Miller was characteristically theatrical as he placed the wreath on Byron’s dilapidated grave in England, and he recorded in his journal that he paid the caretaker to nail it above the tomb to ensure that it remained there. When the parish priest objected to the crown, the Bishop of Norwich sent word to King George of Greece, where Byron was revered as a fallen hero. In response, the king sent a wreath of his own to the gravesite, along with a glass dome to protect both crowns.
In California, almost a full year after she and Miller had fulfilled their poetic mission, Ina Coolbrith was asked to write a commencement ode for the University of California graduating class. A clipping from Coolbrith’s scrapbook reports that on the day of the graduation, a party of alumni, wives, and invited guests would board the San Francisco ferry in the morning, cross the bay, and be met and escorted by “the battalion of University Cadets, and by all the military and fire companies of Oakland.” With the Berkeley campus not yet finished, the parade made its way to the Oakland campus.
That graduating class of five didn’t include women, but the University had begun admitting women the year before, and eight had enrolled. Overland Monthly reported that at the ceremony “the wives, sisters, and daughters of the alumni were not crowded back to the wall-seats, and quite out of the room…as on former occasions, but sat down as most welcome guests.”
Coolbrith was asked to deliver her ode, but she chose to have Reverend Horatio Stebbins read for her instead.
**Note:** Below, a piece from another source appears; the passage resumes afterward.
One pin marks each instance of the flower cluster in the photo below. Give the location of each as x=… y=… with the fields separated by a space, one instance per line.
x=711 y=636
The poem was titled simply “California,” and in it she gave the state a voice:
Are not the fruit and vine Fair on my hills, and in my vales the rose? The palm-tree and the pine Strike hands together under the same skies In every wind that blows.
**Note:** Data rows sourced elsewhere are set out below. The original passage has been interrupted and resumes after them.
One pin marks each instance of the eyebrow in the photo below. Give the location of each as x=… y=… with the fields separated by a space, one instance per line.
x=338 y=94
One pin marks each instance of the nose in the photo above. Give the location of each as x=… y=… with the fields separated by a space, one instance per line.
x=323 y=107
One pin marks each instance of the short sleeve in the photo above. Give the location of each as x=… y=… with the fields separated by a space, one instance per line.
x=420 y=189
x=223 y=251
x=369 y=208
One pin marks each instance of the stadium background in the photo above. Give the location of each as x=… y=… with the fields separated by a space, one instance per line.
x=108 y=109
Reviewing the occasion, Ambrose Bierce wrote of Coolbrith’s poem: “There is not another person west of the Rocky Mountains—now that Joaquin Miller is gone away…that could have done better.”
Miller did not go away for good, however. Eventually both poets wound up living in Oakland—Miller in the hills and Coolbrith in the flats, where she worked as Oakland’s first public librarian. Buried in the files of the California History Room of today’s Oakland Public Library is a note written in 1953 by an elderly doctor who remembered waiting patiently at the loan desk as a young boy, while “Miss C.” and Joaquin Miller “stood apart and apparently read poetry to each other.”
Aleta George is working on Bittersweet Song, a historical narrative about Ina Coolbrith.